The horrific experiences of women during the paramilitary occupation of a little town called El Placer in southwestern Colombia have been collected and published in a report in honor of the fifth “Week of Remembering” in Bogota.
In the Putumayo department the rural town of “El Placer,” which translates as Pleasure, was the setting for more than half a dozen years of violent abuse and torture until the paramilitary demobilization in 2006. The collective accounts by the Historical Center for Memory, “Women Coca and War in Lower Putumayo,” is the result of 18 months of collecting the harrowing testimonies of the survivors.
The women tell the story of their town, “a land of natural resources,” but unfortunately the kind of natural resources which attracted gangs and armed groups that turned the area into a war zone between the leftist FARC guerrillas and the right-wing paramilitaries.
The town had been under the control of guerrillas and drug-traffickers until 1999 when it was invaded by the paramilitaries who moved onto local farms and for the next seven years proceeded to terrorize, murder and torture the people, accusing them of being “civil guerrillas.”
The women recount how the armed men set up checkpoints on the streets of the village and scrutinized the shoulders of youths. If they discovered marks from a backpack, the youths were accused of being members of the FARC and were shot.
The bodies of the murdered were left lying in the streets of El Placer until the women complained. From then on the bodies were dumped into the river which became the largest mass grave in Putumayo.
After a year of intimidation and murder the paramilitaries began selecting women who they claimed were “sluts” or collaborators of the FARC, and the women were kidnapped and forced to be sex slaves.
The women recount how the paramilitaries, drunk and on drugs, would take them at gunpoint and force them to wash their uniforms, cook and clean for them, and then they would be used for sex. One woman recalled how her 11-year-old daughter was repeatedly raped, while another girl of 15 committed suicide.
The sex workers in the town were victims of torture, abuse and humiliation. The paramilitaries would make them clean the rubbish from the streets with signs on their backs telling what sexually transmitted diseases they had.

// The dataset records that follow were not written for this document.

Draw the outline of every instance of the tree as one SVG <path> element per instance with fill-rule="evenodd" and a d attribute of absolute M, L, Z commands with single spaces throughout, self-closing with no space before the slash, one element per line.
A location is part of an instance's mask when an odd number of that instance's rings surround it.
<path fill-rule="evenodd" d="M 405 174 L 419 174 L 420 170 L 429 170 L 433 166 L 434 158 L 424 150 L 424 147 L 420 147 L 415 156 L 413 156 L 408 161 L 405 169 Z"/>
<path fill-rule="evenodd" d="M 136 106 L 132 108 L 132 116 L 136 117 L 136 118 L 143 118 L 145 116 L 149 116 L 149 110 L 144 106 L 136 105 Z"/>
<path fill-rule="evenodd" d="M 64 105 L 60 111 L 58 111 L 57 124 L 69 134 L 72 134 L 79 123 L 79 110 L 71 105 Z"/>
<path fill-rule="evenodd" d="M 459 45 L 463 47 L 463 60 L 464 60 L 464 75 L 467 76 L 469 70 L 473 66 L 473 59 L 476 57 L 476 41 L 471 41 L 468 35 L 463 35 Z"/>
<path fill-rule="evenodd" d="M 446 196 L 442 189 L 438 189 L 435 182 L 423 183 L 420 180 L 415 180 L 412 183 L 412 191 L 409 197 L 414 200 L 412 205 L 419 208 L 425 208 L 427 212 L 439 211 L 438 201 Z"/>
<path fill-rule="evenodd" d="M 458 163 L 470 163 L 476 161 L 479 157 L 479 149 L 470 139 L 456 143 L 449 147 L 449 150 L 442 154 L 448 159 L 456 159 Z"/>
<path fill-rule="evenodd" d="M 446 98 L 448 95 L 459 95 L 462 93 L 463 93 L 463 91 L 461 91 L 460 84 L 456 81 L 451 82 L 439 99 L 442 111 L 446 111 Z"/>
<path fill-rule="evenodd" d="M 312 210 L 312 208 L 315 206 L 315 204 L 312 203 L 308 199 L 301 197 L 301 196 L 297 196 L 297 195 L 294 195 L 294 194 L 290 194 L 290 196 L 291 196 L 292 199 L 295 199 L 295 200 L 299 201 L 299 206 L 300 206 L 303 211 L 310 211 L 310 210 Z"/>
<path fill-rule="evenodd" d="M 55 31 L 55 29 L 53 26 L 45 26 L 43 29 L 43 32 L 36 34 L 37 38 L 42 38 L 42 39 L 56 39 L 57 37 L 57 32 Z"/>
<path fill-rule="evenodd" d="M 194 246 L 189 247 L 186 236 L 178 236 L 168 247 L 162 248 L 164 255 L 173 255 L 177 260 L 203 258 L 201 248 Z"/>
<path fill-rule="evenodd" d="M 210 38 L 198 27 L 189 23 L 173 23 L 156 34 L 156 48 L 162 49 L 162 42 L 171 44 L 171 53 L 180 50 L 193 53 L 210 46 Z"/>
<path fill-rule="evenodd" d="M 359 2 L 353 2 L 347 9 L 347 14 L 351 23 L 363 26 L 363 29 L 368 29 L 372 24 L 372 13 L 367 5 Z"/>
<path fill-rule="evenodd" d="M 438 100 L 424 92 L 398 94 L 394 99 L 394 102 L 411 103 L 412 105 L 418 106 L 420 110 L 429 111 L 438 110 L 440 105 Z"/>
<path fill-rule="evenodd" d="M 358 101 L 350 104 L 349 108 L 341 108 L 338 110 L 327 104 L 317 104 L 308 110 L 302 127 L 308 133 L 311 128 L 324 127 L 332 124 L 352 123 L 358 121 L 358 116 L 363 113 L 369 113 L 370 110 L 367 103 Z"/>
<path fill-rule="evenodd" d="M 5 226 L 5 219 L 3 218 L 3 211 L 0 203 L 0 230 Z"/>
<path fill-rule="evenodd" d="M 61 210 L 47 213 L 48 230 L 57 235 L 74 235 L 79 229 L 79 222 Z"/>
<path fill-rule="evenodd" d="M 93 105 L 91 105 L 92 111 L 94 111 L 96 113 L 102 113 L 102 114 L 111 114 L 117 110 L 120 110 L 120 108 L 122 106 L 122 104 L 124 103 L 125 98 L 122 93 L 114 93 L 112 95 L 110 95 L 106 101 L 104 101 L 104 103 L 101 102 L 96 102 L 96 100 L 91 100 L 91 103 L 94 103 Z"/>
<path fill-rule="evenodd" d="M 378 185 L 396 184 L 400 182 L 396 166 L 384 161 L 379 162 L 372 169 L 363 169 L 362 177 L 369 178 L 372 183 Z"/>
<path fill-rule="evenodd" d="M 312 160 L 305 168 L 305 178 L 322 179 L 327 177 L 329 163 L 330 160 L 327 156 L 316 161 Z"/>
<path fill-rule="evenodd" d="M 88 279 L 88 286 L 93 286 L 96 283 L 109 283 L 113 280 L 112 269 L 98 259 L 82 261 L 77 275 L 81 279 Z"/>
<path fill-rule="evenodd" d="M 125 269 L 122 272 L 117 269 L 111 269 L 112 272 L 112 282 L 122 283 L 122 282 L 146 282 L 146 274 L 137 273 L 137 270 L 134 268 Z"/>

The townswomen however, say it was the armed men themselves who were responsible for spreading diseases with young girls and women.

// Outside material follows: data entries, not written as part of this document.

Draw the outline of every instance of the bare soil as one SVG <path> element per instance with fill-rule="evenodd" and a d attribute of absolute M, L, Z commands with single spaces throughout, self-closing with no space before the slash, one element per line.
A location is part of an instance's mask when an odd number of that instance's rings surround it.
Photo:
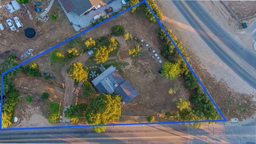
<path fill-rule="evenodd" d="M 49 0 L 41 1 L 43 5 L 41 7 L 47 7 Z M 7 4 L 8 1 L 1 2 L 1 4 Z M 20 58 L 21 54 L 25 52 L 28 48 L 34 50 L 33 54 L 37 54 L 42 50 L 46 50 L 64 39 L 74 35 L 76 31 L 72 26 L 69 26 L 69 21 L 67 18 L 64 12 L 58 3 L 55 1 L 48 14 L 53 12 L 59 14 L 59 18 L 57 21 L 49 20 L 46 22 L 38 20 L 39 13 L 34 10 L 34 3 L 30 1 L 28 4 L 26 4 L 33 17 L 33 20 L 29 19 L 27 14 L 21 14 L 21 9 L 9 14 L 4 7 L 0 9 L 0 21 L 5 29 L 0 31 L 0 60 L 5 58 L 7 56 L 5 52 L 9 52 L 9 54 L 16 55 Z M 19 29 L 19 31 L 12 31 L 9 28 L 5 21 L 10 18 L 18 16 L 22 23 L 23 27 Z M 14 24 L 15 25 L 15 24 Z M 35 28 L 37 32 L 37 36 L 33 39 L 28 39 L 25 37 L 23 30 L 27 27 L 31 27 Z"/>

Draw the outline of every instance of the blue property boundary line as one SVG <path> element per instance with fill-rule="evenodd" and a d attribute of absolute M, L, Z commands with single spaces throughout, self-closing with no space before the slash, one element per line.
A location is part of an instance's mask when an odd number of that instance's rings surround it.
<path fill-rule="evenodd" d="M 205 93 L 206 93 L 207 95 L 208 96 L 208 97 L 210 98 L 210 99 L 211 100 L 211 101 L 212 102 L 212 103 L 213 103 L 213 105 L 214 105 L 215 107 L 216 108 L 216 109 L 217 109 L 217 110 L 219 111 L 219 113 L 220 113 L 221 116 L 222 117 L 223 119 L 217 119 L 217 120 L 205 120 L 205 121 L 181 121 L 181 122 L 155 122 L 155 123 L 129 123 L 129 124 L 103 124 L 103 125 L 73 125 L 73 126 L 47 126 L 47 127 L 22 127 L 22 128 L 7 128 L 7 129 L 2 129 L 2 109 L 3 109 L 3 106 L 2 106 L 2 103 L 3 103 L 3 88 L 4 88 L 4 86 L 3 86 L 3 84 L 4 84 L 4 75 L 8 73 L 9 73 L 10 71 L 15 69 L 17 69 L 19 67 L 20 67 L 20 66 L 23 65 L 24 64 L 37 58 L 37 57 L 40 57 L 41 55 L 43 55 L 43 54 L 44 54 L 45 53 L 48 52 L 50 52 L 54 49 L 55 49 L 55 48 L 69 42 L 70 41 L 81 36 L 81 35 L 91 30 L 91 29 L 94 28 L 96 28 L 97 27 L 98 27 L 99 26 L 106 22 L 107 21 L 112 19 L 114 19 L 115 18 L 115 17 L 126 12 L 126 11 L 129 11 L 130 10 L 131 10 L 131 9 L 135 7 L 135 6 L 138 6 L 139 5 L 140 5 L 142 3 L 145 3 L 145 4 L 146 4 L 146 5 L 148 6 L 148 7 L 149 9 L 149 10 L 150 10 L 150 11 L 152 12 L 152 13 L 153 14 L 154 16 L 155 17 L 156 20 L 157 21 L 158 23 L 159 24 L 160 26 L 161 27 L 161 28 L 163 29 L 163 30 L 164 31 L 164 32 L 166 33 L 166 34 L 167 35 L 167 36 L 168 36 L 168 37 L 169 38 L 169 39 L 170 39 L 170 41 L 171 41 L 172 43 L 173 44 L 173 45 L 175 46 L 175 47 L 176 48 L 176 49 L 177 50 L 177 51 L 178 51 L 179 53 L 180 54 L 180 55 L 181 56 L 181 57 L 182 58 L 183 60 L 185 61 L 186 63 L 187 64 L 187 65 L 188 66 L 188 68 L 189 68 L 189 69 L 191 70 L 191 71 L 192 72 L 192 73 L 193 74 L 193 75 L 195 76 L 195 77 L 196 78 L 196 79 L 197 79 L 197 81 L 199 82 L 200 85 L 202 86 L 202 87 L 203 88 L 203 89 L 204 90 L 204 91 L 205 92 Z M 181 53 L 181 52 L 180 52 L 180 51 L 179 50 L 179 49 L 178 48 L 177 46 L 176 45 L 176 44 L 175 44 L 175 43 L 173 42 L 173 41 L 172 40 L 172 38 L 171 37 L 171 36 L 169 35 L 169 34 L 168 34 L 168 33 L 167 33 L 167 31 L 165 29 L 165 28 L 164 27 L 164 26 L 163 26 L 163 25 L 162 24 L 162 23 L 160 22 L 160 21 L 159 20 L 159 19 L 157 18 L 157 17 L 156 17 L 156 15 L 155 15 L 155 14 L 154 13 L 154 12 L 153 12 L 153 11 L 152 10 L 152 9 L 150 7 L 150 6 L 149 6 L 149 5 L 148 4 L 148 3 L 146 1 L 146 0 L 144 0 L 134 5 L 133 5 L 132 6 L 131 6 L 130 7 L 129 7 L 129 9 L 127 9 L 122 12 L 121 12 L 120 13 L 117 14 L 116 15 L 115 15 L 101 22 L 100 22 L 99 23 L 96 25 L 95 26 L 93 26 L 87 29 L 86 29 L 83 31 L 82 31 L 81 33 L 71 37 L 71 38 L 69 38 L 66 40 L 65 40 L 65 41 L 47 49 L 47 50 L 44 51 L 43 52 L 35 56 L 34 57 L 33 57 L 31 59 L 29 59 L 26 61 L 25 61 L 25 62 L 22 62 L 21 63 L 17 65 L 17 66 L 4 72 L 2 75 L 1 75 L 1 107 L 0 107 L 0 111 L 1 111 L 1 113 L 0 113 L 0 125 L 1 126 L 0 127 L 0 130 L 1 131 L 3 131 L 3 130 L 31 130 L 31 129 L 53 129 L 53 128 L 74 128 L 74 127 L 94 127 L 94 126 L 123 126 L 123 125 L 152 125 L 152 124 L 178 124 L 178 123 L 200 123 L 200 122 L 226 122 L 227 121 L 226 118 L 225 117 L 225 116 L 223 115 L 222 113 L 221 113 L 221 111 L 220 110 L 220 109 L 219 109 L 219 108 L 218 107 L 217 105 L 216 105 L 216 103 L 214 102 L 214 100 L 212 99 L 212 97 L 210 96 L 210 95 L 209 94 L 209 93 L 208 93 L 207 91 L 206 90 L 206 89 L 205 89 L 205 87 L 204 87 L 204 86 L 203 85 L 202 83 L 201 83 L 201 82 L 200 81 L 200 80 L 199 79 L 199 78 L 197 77 L 197 76 L 196 76 L 196 74 L 195 73 L 195 72 L 194 71 L 194 70 L 192 69 L 192 68 L 191 68 L 190 66 L 189 65 L 189 64 L 188 63 L 188 62 L 187 61 L 187 60 L 186 60 L 185 58 L 184 57 L 184 56 L 182 55 L 182 54 Z"/>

The paramilitaries set up their own brothels in the town and began importing girls from different parts of the country. The men controlled these girls and even charged them for “services.” If the girls were troublesome or did not comply with the rules of the men they ended up in the waters of the river.
In 2006 when the paramilitaries of the Southern Bloc demobilized the women of El Placer thought they could finally end the chapter of those dark years, but while the prosecution was exhuming bodies from the mass graves, only 40 cases were brought to trial under the Justice and Peace Law. According to newspaper El Tiempo, to date only 22 of the 500 men who invaded the town have been convicted and only another 18 are currently awaiting trial.

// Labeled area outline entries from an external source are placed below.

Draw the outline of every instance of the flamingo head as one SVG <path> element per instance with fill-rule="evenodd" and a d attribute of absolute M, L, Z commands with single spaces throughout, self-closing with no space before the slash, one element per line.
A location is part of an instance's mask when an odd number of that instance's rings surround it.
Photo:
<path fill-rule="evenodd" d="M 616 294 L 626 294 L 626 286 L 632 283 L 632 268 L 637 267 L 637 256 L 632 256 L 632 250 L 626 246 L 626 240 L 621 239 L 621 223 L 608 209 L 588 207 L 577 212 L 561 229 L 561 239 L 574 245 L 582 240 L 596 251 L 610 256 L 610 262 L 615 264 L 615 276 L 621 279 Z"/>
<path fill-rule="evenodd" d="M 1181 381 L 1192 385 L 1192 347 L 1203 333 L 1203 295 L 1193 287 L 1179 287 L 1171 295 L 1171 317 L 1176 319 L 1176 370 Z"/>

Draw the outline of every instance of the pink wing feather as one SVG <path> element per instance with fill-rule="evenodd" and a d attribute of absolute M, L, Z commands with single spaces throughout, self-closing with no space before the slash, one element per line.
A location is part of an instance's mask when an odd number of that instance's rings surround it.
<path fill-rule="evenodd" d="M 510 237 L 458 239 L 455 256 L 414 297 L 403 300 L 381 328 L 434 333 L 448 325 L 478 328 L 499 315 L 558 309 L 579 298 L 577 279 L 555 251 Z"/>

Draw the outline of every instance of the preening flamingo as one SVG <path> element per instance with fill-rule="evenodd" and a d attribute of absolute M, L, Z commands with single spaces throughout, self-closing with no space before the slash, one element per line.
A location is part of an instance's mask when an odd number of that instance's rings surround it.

The women recall how difficult it was to tell their stories after keeping their silence for so many years, but the report is intended to share the pain of their experiences and to heighten awareness of their plight as well as to show the resilience of these communities who have suffered so much from both sides of the armed conflict.
The Week of Remembering that is currently being celebrated in Bogota will be extended afterwards to various regions of the country, where they will present these accounts of women among others.